We've added in some more intelligent weighting to how long history is stored and when it's displayed. Addresses that are consistently seen performing bad actions (automated signups, comment spamming, attacking our honeypots etc) will have their full history always available but addresses that are rarely seen doing bad things or that our system believes are part of a dynamic pool of addresses will have their history condensed to show more recent attacks and past bad history will be erased sooner.

We've also tweaked the risk scores that you'll see including for addresses with a lot of attack history but also for addresses we know are definitely running VPN servers but haven't yet been seen performing bad actions online.

So that's all the updates we have for you today, we know that VPN detection is very important to you all as it accounts for almost all the contact we receive from customers when they want to tell us about an address that slipped by our detection.

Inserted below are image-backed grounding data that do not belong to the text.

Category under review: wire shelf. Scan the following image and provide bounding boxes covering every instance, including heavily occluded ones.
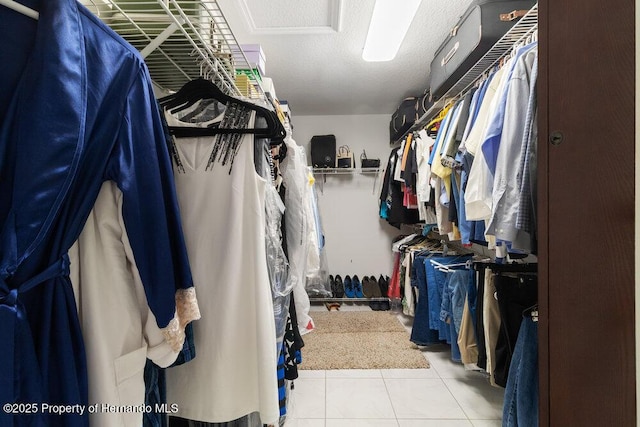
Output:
[88,0,265,100]
[393,3,538,144]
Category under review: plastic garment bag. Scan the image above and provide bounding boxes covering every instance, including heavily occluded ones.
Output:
[254,131,292,299]
[279,135,314,334]
[304,172,331,297]
[264,182,292,297]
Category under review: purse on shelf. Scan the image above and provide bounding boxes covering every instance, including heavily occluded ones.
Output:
[360,150,380,169]
[337,145,355,168]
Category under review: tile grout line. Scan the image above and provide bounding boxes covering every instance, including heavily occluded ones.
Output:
[381,371,401,426]
[431,348,477,423]
[323,370,327,426]
[422,348,442,377]
[440,375,474,422]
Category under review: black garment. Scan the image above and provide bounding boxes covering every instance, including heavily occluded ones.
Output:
[493,273,538,387]
[284,293,304,380]
[380,149,420,228]
[407,139,419,193]
[448,174,459,225]
[379,150,396,207]
[279,184,288,257]
[400,137,419,193]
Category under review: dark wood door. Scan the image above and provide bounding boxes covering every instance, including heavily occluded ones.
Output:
[538,0,636,425]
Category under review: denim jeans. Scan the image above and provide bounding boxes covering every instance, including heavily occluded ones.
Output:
[441,269,474,363]
[503,317,538,427]
[410,256,442,346]
[426,261,451,343]
[144,361,168,427]
[439,273,461,362]
[449,269,475,334]
[425,256,472,346]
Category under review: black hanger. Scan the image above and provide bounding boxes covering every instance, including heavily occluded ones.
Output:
[159,78,286,142]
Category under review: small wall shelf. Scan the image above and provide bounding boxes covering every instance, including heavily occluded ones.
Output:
[311,167,383,193]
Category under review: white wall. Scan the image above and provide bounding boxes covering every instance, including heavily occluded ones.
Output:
[292,114,400,278]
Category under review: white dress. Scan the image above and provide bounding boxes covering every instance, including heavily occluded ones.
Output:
[164,111,279,424]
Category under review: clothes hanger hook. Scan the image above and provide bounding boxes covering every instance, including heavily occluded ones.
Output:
[88,0,101,17]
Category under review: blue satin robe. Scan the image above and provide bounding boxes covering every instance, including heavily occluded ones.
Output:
[0,1,193,425]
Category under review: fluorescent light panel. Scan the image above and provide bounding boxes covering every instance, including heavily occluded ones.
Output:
[362,0,422,62]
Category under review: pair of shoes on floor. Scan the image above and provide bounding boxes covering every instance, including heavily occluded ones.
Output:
[369,275,391,311]
[330,275,344,298]
[378,275,390,297]
[362,275,382,298]
[343,275,364,298]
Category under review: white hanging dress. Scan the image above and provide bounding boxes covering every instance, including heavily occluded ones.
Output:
[164,110,279,425]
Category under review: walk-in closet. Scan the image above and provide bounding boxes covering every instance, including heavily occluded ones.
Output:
[0,0,635,426]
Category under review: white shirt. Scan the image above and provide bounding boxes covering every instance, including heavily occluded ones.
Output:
[69,182,188,427]
[465,62,514,221]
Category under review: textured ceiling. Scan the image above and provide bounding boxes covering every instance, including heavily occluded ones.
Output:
[239,0,341,32]
[217,0,475,116]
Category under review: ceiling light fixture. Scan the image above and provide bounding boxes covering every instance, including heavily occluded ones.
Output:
[362,0,422,62]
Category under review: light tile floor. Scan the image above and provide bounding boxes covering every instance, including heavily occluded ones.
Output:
[286,305,504,427]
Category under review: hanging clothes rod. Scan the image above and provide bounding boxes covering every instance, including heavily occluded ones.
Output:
[0,0,39,19]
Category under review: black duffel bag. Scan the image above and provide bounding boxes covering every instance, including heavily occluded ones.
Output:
[390,97,420,143]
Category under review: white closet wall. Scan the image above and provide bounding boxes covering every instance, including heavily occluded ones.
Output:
[293,114,398,277]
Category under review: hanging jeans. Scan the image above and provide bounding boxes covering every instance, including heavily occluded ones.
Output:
[410,256,442,346]
[425,259,450,342]
[503,317,538,427]
[494,274,538,387]
[425,256,472,348]
[441,269,474,363]
[449,269,475,334]
[440,272,461,362]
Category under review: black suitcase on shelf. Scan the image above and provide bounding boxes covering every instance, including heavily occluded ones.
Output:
[310,134,337,168]
[429,0,536,100]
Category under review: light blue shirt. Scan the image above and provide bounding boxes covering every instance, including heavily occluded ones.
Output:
[480,42,538,174]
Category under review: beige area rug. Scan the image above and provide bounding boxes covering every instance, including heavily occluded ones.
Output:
[300,311,430,370]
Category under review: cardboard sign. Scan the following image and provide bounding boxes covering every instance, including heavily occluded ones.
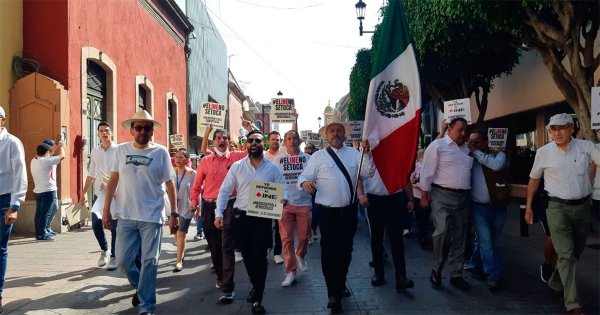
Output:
[278,154,309,186]
[488,128,508,150]
[301,130,312,142]
[169,134,185,150]
[270,98,296,123]
[592,86,600,129]
[247,181,285,219]
[65,203,89,226]
[198,102,227,134]
[444,98,472,124]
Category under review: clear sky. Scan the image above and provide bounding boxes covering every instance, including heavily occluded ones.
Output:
[180,0,381,132]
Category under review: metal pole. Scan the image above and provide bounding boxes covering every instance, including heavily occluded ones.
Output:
[352,147,365,204]
[261,104,265,133]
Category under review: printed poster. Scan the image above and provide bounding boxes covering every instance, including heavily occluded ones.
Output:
[278,155,308,186]
[169,134,185,150]
[270,98,296,123]
[198,102,227,136]
[444,98,472,124]
[247,181,285,220]
[347,121,364,141]
[487,128,508,151]
[592,86,600,129]
[301,130,312,142]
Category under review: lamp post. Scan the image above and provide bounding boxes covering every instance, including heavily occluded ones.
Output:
[318,116,322,128]
[355,0,374,36]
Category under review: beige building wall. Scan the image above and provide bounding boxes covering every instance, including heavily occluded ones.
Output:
[0,0,23,123]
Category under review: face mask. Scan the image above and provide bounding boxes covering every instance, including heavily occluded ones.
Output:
[215,149,229,158]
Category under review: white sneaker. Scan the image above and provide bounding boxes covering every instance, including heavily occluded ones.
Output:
[98,250,109,267]
[193,232,205,241]
[281,272,296,287]
[296,255,308,272]
[235,250,243,263]
[273,254,284,264]
[106,257,118,271]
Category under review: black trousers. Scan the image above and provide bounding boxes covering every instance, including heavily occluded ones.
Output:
[366,191,408,283]
[202,199,234,283]
[272,220,282,255]
[235,209,272,302]
[219,199,237,294]
[319,204,357,298]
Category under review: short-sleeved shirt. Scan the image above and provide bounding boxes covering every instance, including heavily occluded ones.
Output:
[530,138,596,200]
[31,156,62,193]
[110,142,175,224]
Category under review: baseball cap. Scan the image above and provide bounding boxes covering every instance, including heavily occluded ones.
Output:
[42,139,56,149]
[0,106,5,118]
[546,113,573,130]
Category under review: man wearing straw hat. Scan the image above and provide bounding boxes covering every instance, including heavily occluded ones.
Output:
[298,114,374,313]
[102,110,178,315]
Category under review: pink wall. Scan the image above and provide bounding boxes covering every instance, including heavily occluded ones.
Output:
[228,94,243,141]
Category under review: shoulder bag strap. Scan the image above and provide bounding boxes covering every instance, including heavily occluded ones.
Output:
[326,147,354,203]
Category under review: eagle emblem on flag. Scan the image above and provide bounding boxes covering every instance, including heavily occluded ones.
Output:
[375,79,410,118]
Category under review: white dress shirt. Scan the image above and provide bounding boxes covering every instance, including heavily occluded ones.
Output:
[419,135,473,191]
[471,150,507,204]
[364,167,403,196]
[298,146,375,207]
[530,138,597,200]
[88,142,117,193]
[216,156,286,218]
[0,128,27,207]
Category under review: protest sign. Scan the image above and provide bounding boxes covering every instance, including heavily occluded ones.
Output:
[247,181,285,220]
[347,121,364,141]
[301,130,311,142]
[198,102,227,132]
[592,86,600,129]
[277,154,308,186]
[444,98,472,124]
[270,98,296,123]
[488,128,508,150]
[169,134,185,150]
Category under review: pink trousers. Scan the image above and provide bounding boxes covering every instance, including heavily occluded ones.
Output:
[278,204,312,273]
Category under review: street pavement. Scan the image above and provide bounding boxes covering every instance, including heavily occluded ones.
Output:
[2,202,599,315]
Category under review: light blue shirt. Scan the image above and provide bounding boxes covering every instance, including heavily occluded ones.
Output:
[471,150,506,204]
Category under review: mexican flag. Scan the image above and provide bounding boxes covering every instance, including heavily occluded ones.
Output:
[362,0,421,193]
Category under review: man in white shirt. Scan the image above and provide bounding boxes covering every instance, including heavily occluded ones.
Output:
[31,140,65,241]
[298,116,374,313]
[419,117,472,291]
[102,111,178,315]
[79,122,118,270]
[214,130,286,315]
[0,105,27,312]
[525,113,599,314]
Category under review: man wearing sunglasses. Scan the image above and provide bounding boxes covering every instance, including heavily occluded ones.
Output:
[102,110,178,315]
[214,130,287,315]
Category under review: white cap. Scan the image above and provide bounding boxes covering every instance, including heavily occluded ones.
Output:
[0,106,5,118]
[546,113,573,130]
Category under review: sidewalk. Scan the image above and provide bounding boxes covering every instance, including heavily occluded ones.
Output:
[3,203,599,314]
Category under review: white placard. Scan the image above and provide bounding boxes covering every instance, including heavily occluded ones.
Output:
[308,132,321,145]
[270,98,296,123]
[198,102,227,131]
[347,121,364,141]
[169,134,185,150]
[444,98,472,124]
[592,86,600,129]
[278,154,308,186]
[247,181,285,219]
[487,128,508,150]
[301,130,312,141]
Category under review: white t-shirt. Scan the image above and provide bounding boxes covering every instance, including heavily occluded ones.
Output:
[31,156,62,193]
[110,142,175,224]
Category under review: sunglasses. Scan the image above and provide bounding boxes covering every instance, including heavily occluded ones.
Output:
[246,138,263,144]
[133,125,154,132]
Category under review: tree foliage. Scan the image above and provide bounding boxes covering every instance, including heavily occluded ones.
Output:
[348,48,373,120]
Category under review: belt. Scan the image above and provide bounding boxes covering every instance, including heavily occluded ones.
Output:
[316,204,354,210]
[549,196,589,205]
[202,198,216,204]
[431,183,469,193]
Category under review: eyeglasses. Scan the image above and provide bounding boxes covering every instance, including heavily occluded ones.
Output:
[246,138,263,144]
[133,125,153,132]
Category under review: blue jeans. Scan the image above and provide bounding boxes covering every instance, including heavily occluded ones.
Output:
[91,196,117,257]
[0,195,14,297]
[116,219,162,313]
[196,214,203,235]
[471,202,506,282]
[34,191,57,238]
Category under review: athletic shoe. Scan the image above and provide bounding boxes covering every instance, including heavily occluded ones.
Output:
[35,235,55,241]
[540,263,553,284]
[106,257,118,271]
[193,233,204,241]
[98,250,110,267]
[251,302,266,315]
[403,229,411,237]
[296,255,308,271]
[281,272,297,287]
[235,250,243,263]
[216,280,223,289]
[219,292,235,304]
[273,254,284,264]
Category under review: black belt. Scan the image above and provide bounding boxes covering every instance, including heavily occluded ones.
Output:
[317,203,355,210]
[432,183,469,193]
[549,196,589,205]
[202,198,216,204]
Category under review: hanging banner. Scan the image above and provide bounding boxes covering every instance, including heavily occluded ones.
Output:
[488,128,508,150]
[198,102,227,137]
[247,181,285,220]
[592,86,600,129]
[270,98,296,123]
[169,134,185,150]
[444,98,472,124]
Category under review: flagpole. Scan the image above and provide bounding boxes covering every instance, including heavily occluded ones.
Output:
[352,147,365,204]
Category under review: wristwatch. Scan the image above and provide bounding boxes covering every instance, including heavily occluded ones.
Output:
[9,205,19,212]
[170,212,179,218]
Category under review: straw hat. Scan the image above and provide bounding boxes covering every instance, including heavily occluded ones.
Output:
[122,110,162,129]
[318,112,351,137]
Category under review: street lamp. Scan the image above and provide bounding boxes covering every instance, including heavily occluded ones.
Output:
[355,0,374,36]
[277,91,283,97]
[318,117,322,128]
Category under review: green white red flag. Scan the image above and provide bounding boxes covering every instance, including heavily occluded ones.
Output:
[362,0,421,193]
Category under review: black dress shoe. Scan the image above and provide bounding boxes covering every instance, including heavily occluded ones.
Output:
[341,286,351,297]
[450,277,471,290]
[396,279,415,292]
[371,275,385,286]
[430,270,442,288]
[488,280,500,292]
[327,297,342,314]
[132,291,140,307]
[251,302,266,315]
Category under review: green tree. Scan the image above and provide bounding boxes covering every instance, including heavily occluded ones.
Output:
[348,48,373,120]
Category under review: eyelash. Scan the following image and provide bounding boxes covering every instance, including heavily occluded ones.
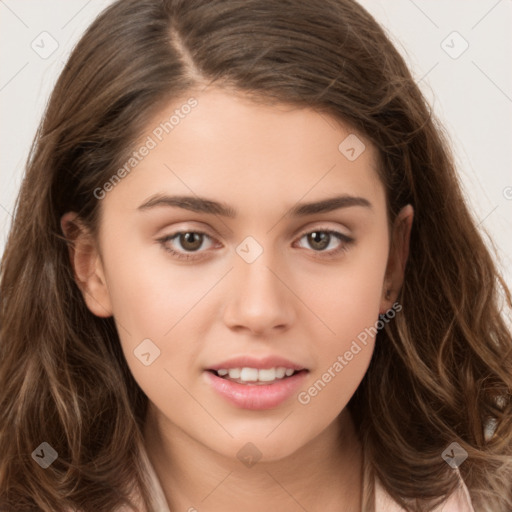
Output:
[156,227,355,262]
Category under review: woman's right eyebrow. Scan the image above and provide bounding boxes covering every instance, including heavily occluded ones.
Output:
[137,194,237,216]
[137,194,373,217]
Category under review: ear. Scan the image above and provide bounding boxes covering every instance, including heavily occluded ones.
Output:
[60,212,113,318]
[379,204,414,314]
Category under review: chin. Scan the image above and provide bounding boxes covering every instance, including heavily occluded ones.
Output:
[208,431,312,465]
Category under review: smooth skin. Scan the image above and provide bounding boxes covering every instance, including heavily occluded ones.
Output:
[62,87,413,511]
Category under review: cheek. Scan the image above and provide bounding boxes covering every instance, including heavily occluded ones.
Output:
[306,232,389,343]
[294,233,388,410]
[99,235,225,399]
[295,286,380,425]
[100,232,219,338]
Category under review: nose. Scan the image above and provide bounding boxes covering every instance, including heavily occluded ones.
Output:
[222,254,295,336]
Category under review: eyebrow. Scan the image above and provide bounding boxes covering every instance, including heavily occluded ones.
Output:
[137,194,372,217]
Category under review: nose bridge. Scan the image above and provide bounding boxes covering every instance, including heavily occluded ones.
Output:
[223,238,294,332]
[238,255,279,298]
[236,246,285,307]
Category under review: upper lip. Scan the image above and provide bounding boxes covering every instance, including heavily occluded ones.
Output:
[207,355,308,371]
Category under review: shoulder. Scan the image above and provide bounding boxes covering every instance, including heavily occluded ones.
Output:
[374,471,475,512]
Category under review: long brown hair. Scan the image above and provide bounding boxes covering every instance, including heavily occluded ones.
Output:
[1,0,511,510]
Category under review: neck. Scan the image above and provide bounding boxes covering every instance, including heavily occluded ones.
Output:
[143,407,363,512]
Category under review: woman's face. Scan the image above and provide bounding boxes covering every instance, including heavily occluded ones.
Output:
[67,87,412,461]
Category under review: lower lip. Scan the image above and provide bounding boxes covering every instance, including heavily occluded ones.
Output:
[204,370,308,410]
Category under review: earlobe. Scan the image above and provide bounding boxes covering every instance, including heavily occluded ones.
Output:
[60,212,113,318]
[379,204,414,314]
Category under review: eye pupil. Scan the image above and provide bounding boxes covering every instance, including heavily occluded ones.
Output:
[180,232,203,251]
[308,231,330,250]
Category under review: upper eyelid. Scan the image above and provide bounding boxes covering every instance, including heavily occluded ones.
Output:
[159,219,351,237]
[160,224,350,239]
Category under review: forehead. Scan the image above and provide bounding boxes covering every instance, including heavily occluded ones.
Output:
[101,87,385,217]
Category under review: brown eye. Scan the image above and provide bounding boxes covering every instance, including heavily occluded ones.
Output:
[157,230,216,260]
[295,228,355,258]
[179,232,204,251]
[307,231,331,251]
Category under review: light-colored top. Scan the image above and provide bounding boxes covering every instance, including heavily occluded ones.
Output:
[372,472,475,512]
[139,446,476,512]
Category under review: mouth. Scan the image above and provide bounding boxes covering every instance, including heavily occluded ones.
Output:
[204,357,309,410]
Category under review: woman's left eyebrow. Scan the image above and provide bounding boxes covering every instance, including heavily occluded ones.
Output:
[137,194,372,217]
[289,195,372,216]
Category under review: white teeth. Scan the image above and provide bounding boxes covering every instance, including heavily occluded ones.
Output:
[275,367,286,378]
[228,368,241,379]
[258,368,277,382]
[214,366,298,382]
[240,367,259,381]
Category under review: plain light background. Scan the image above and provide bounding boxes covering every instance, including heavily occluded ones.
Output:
[1,0,511,288]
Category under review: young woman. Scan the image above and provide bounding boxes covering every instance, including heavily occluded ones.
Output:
[0,0,510,511]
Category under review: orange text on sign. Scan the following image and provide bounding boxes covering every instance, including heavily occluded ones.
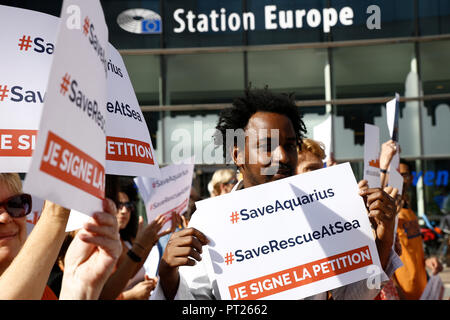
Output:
[229,246,373,300]
[39,131,105,199]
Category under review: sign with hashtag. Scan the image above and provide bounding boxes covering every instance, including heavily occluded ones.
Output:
[0,5,58,172]
[133,158,194,231]
[105,43,160,178]
[363,124,381,188]
[190,163,387,300]
[23,0,109,227]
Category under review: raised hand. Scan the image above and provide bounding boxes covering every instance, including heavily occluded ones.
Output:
[59,199,122,300]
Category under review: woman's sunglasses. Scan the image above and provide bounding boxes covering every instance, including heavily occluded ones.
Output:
[0,193,32,218]
[116,201,134,210]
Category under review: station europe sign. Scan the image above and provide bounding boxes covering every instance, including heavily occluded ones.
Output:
[118,4,383,35]
[173,5,354,34]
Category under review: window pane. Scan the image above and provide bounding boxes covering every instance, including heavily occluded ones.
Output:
[419,40,450,156]
[418,0,450,36]
[418,159,450,219]
[162,110,222,164]
[333,43,414,98]
[142,111,162,164]
[122,54,160,105]
[301,107,328,141]
[420,40,450,95]
[332,43,421,158]
[247,48,326,100]
[166,53,244,104]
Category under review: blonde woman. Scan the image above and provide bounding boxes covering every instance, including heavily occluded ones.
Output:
[208,169,237,197]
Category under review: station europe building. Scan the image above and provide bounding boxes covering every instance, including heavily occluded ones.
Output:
[9,0,450,222]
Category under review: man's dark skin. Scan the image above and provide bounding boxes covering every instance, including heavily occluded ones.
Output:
[158,111,397,300]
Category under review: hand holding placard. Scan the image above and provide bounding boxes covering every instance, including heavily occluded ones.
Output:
[158,228,209,300]
[188,163,387,300]
[359,186,398,270]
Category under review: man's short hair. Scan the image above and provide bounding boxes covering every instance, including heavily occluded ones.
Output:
[299,138,326,160]
[215,86,307,161]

One last thing to mention about that, we really appreciate it when customers contact us about addresses we don't detect that we should be. We thoroughly investigate every address to determine how it got by us and what automated ways we can use to detect it and ones like it in the future.

This is why we recently updated the contact page to automatically fill out your email address for you in the web contact form. That small change may not seem like much but we have some incredibly dedicated customers who use this contact feature very often and anything we can do to speed up reporting helps them which helps us. We are aiming to have a more instant report button present on multiple pages and interfaces of the site sometime in the future so this is just a fast to implement intermediary change until then.

Thanks for reading and we hope everyone is having a wonderful week.